Scaling Synthetic Instruction Corpora. We would like to further analyze the performance of Qwen2.5-SynCoder in MultiPl-E and CodeArena given different sizes of instruction corpora. Therefore, we select the full instruction (19B synthetic data is at the front of the data and 1B high-quality data is at the end) set SynCode-Instruct and extract the first K billion tokens as the fine-tuned data. We set K = {2, 4, . . . , 20}. We randomly extract specific data from the whole sentence pairs. Figure 9 shows the performance on CodeArena. With the increase of instruction data, Qwen2.5-SynCoder still can get significant improvement, which emphasizes the importance of the scaling instruction corpora. Besides, the two-stage SFT gets a better performance compared to the one-stage training (red line), where the high-quality data brings a huge improvement at last.

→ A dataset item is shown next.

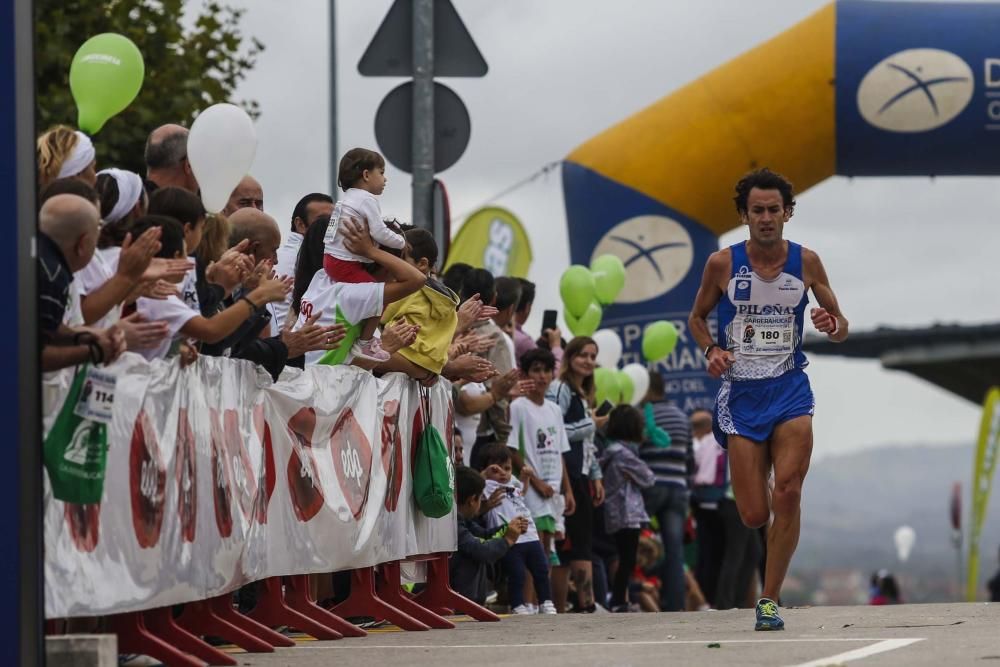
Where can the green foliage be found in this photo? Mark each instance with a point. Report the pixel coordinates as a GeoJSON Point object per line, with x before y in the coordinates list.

Distribution of different benchmarks. We visualize the queries of CodeArena and MultiPL-E (Python, Java, and CPP) by extracting the encoder representations of the last layer for t-SNE (Van der Maaten and Hinton, 2008). It shows that the distribution of queries in CodeArena is very diverse, which is suitable for evaluating human preferences in realistic scenarios

In this work, We introduce CodeArena, a meticulously humancurated benchmark composed of 397 high-quality samples spanning 40 categories, derived from real-world user queries, to address discrepancies between model-generated responses and human preferences in coding tasks. Additionally, we create SynCode-Instruct, a diverse synthetic instruction corpus containing nearly 20 billion tokens, by scaling web-sourced instructions. Our evaluation of over 20 large language models (LLMs) using CodeArena highlights significant performance discrepancies between code-execution-based benchmarks and our humancurated benchmark. Notably, there is a marked performance gap between open-source code LLMs (such as DeepSeek-Coder) and closed-source LLMs (such as the o1 and Claude series), underscoring the importance of aligning AI models with human preferences in coding tasks.